There's something a little weird about last week's announcement that Microsoft has won the exclusive 3-year deal for managing display and text ads on Facebook. Here's why:
- To the best of my knowledge, Microsoft has no contextual product as of yet, and has never run any text ads on 3rd party content sites on any significant scale. As a result, it's impossible for Microsoft to have any significant advertiser base or ad coverage for content or experience in yield optimization.
- What this means, is that either Facebook or Microsoft are betting the farm on Microsoft's ability to build a successful product, to fill it with advertisers and get bid levels up extremely quickly. This is a pretty big bet[1].
- Question is - Who's making the bet? I think it's safe to say that Facebook ain't it. Thanks to Google writing checks to publishers quicker than they can take them, the online ad space is now an absolute seller's market. No reason for Facebook to assume any risk on this deal, let alone with a company that has no real product yet, has no advertisers yet, and has little experience in monetizing 3rd party content pages.
- Which means that if anyone is making a bet here, it must be Microsoft. And that's where things are getting a little suspicious. For what's gotta be a material deal, it's pretty strange that: a) "Facebook and Microsoft executives said they began their talks late last week", and b) that Microsoft, a public company, is not disclosing the terms of the deal.
Multi-hundred-million-dollar deals, especially when Microsoft is the one laying down the money don't normally close within less than a week, and once they are closed, they usually are disclosed.
Which leads me to speculate that maybe neither party has assumed any material risk with this announcement?...
How is that possible?
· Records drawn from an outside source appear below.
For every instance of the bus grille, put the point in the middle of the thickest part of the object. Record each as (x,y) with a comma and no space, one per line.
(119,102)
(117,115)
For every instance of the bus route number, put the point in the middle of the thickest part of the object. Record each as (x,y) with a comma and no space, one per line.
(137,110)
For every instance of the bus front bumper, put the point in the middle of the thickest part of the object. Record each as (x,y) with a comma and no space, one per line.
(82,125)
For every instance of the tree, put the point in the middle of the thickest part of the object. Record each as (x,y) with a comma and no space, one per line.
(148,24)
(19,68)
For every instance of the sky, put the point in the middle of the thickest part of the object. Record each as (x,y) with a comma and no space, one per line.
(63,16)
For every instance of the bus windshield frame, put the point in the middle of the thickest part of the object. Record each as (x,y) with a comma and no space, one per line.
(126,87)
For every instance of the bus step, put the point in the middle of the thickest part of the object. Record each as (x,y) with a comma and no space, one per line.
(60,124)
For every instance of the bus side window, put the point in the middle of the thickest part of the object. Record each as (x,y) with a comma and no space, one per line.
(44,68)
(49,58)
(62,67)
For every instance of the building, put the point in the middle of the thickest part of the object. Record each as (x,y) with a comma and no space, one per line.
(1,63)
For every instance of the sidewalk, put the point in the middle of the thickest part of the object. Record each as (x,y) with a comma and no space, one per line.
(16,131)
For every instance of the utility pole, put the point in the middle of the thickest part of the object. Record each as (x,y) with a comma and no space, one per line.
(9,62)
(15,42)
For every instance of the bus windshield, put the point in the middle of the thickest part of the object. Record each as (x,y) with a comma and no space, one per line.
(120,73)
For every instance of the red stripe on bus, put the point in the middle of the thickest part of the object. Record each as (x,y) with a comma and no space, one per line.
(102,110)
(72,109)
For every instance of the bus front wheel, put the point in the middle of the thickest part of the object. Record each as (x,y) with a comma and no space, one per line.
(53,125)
Could the following *speculative* scenario be the answer?:
- Microsoft were in the final stages of acquiring Facebook.
- The MSN executives saw the MySpace-Google announcement, making them cringe in their seats about Google getting all the press and Wall St love again.
- Microsoft, wanting some badly needed PR wins, pushes Facebook to make an announcement about winning an "exclusive deal", noting that within a couple of weeks Facebook will be part of MSN anyway so they have nothing to lose.
- Facebook, eager to close their $1B+ acquisition while they are still in vogue and run to the hills, make nice to Microsoft and agree to a vague announcement.
This could definitely explain the suspicious announcement from last week. But does it make sense for Microsoft to acquire Facebook, which has reportedly declined offers to be acquired for $750M recently? I'll try to look into that in a separate post in a couple of days.
[1] How big of a bet? In normal times, this could be estimated by multiplying reasonable CPM's by traffic numbers. But thanks to Google, these are far from normal times and therefore the best way to estimate the size of the bet is by comparing it to the $900M MySpace deal. Considering that the MySpace-Google deal is almost a 4 year deal, while the Facebook-MS deal is a 3-year deal, we can adjust from $900M to $720M. The next discount can be made for user sizes (~100M for MySpace, ~10M for Facebook), so we can further adjust to $72M.
However, it is widely reported that Facebook users login to the site waaay more than MySpace users do (GigaOm reports that over 2/3rds of Facebook users login *daily*... pretty amazing...). And the Facebook users have credit cards, while most of the MySpacers don't. So how valuable is that traffic for advertisers? Facebook would probably claim that $720M or even more is the magic number. Microsoft would probably shoot for the $72M range. The real number, if there is a real deal here (and that's a big IF), is probably somewhere in the middle, and most probably in the multi-hundred-million-dollar range.